Chi vuol suonare deve prima imparare ad ascoltare. La leggerezza che li unisce, la concreta passione che li avvolge nonostante i percorsi sinceramente divergenti, il calore che esprimono con pochi versi, uno sguardo, un solo accordo. La preparazione al tour de ‘Il padrone della festa’, primo disco del collettivo, è stata fatta in Europa, in solitaria, con una cassa e qualche ammennicolo per riprodurre la sezione ritmica. E così è partito il concerto: Alzo le mani, l’accettazione del fatto che il mondo è un’altra cosa ed è quello il vero suono che amiamo più di tutto, e via andare con moltissimi pezzi simbolici dei tre.
Tu sorridigli sornione. Avrebbero potuto suonare tutte le 12 tracce de Il padrone della festa, avrebbero potuto fare gli stronzi e suonare solo le canzoni più conosciute, avrebbero potuto suonare con l’imbarazzo di un incontro occasionale, pianificato ma nei fatti non così voluto. Ma così non è stato.

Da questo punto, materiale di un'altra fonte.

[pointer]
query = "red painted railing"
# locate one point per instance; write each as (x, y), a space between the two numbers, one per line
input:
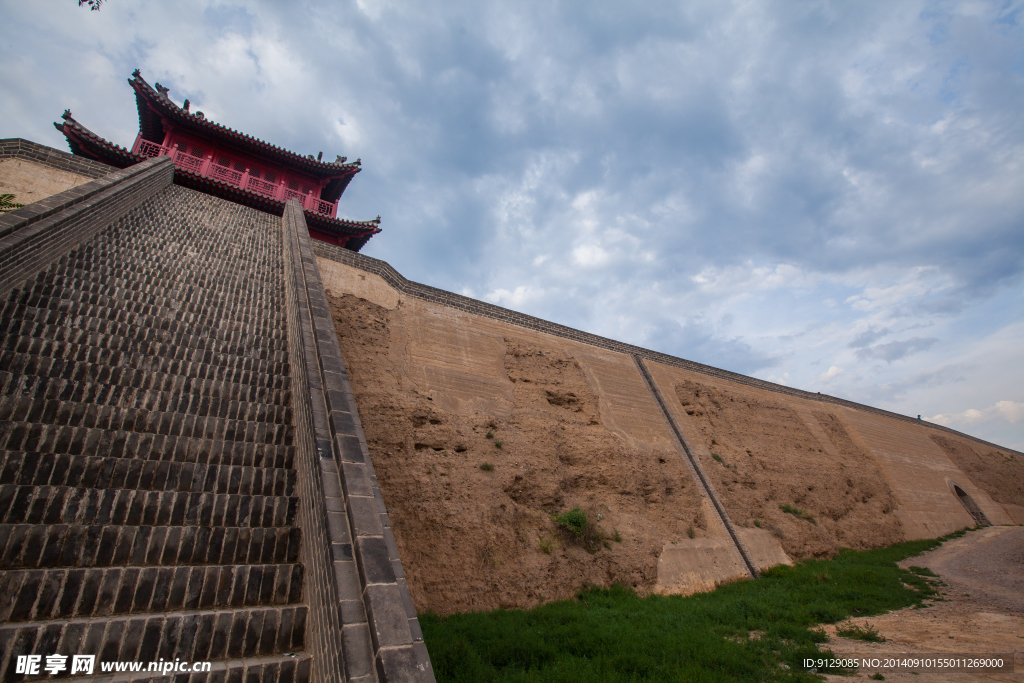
(204, 166)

Tutto è stato perfetto. La scelta delle canzoni, l’ordine di queste, l’accostamento tra i momenti maliconico-agrodolci (in cui Fabi è perfetto) e quelli decisamente più spensierati (dove Silvestri domina con Salirò). Una tripartizione si può fare, come fra tesi, antitesi e sintesi. Fabi è un piccolo compendio della vita quotidiana, un ‘diario degli errori’. Gazzè a volte arriva a picchi filosofici, come le radici del fratello autore, esplode su piccole gemme di amore puro e su scintille di ragione. Poi arriva Silvestri e unisce il tutto con metafore accostate a scorci di quotidiana sconsolatezza.
Fatece largo che passa il corteo. Facciamola finita co’ sta scena romana. Sì, i compagni di tour dei tre sono amici di lunga data e spesso nati e cresciuti negli stessi locali, nelle solite sale prove, nei bugigattoli vicino alle osterie. Due su tutti: Adriano Viterbini (che qui ho intervistato nella veste dei Black Friday) e Roberto Angelini, con una fama ritrovata grazie al romanissimo programma Gazebo di Rai 3. Però la romanità nasce e muore lì, nell’anagrafe. Il suono di un consolidato pop intinto di acustico, quello delle chitarre acustiche come primaria fonte di ispirazione, prima anche del pianoforte, è l’unica cifra stilistica che si può riconoscere in tutti e tre gli artisti. Poi stop.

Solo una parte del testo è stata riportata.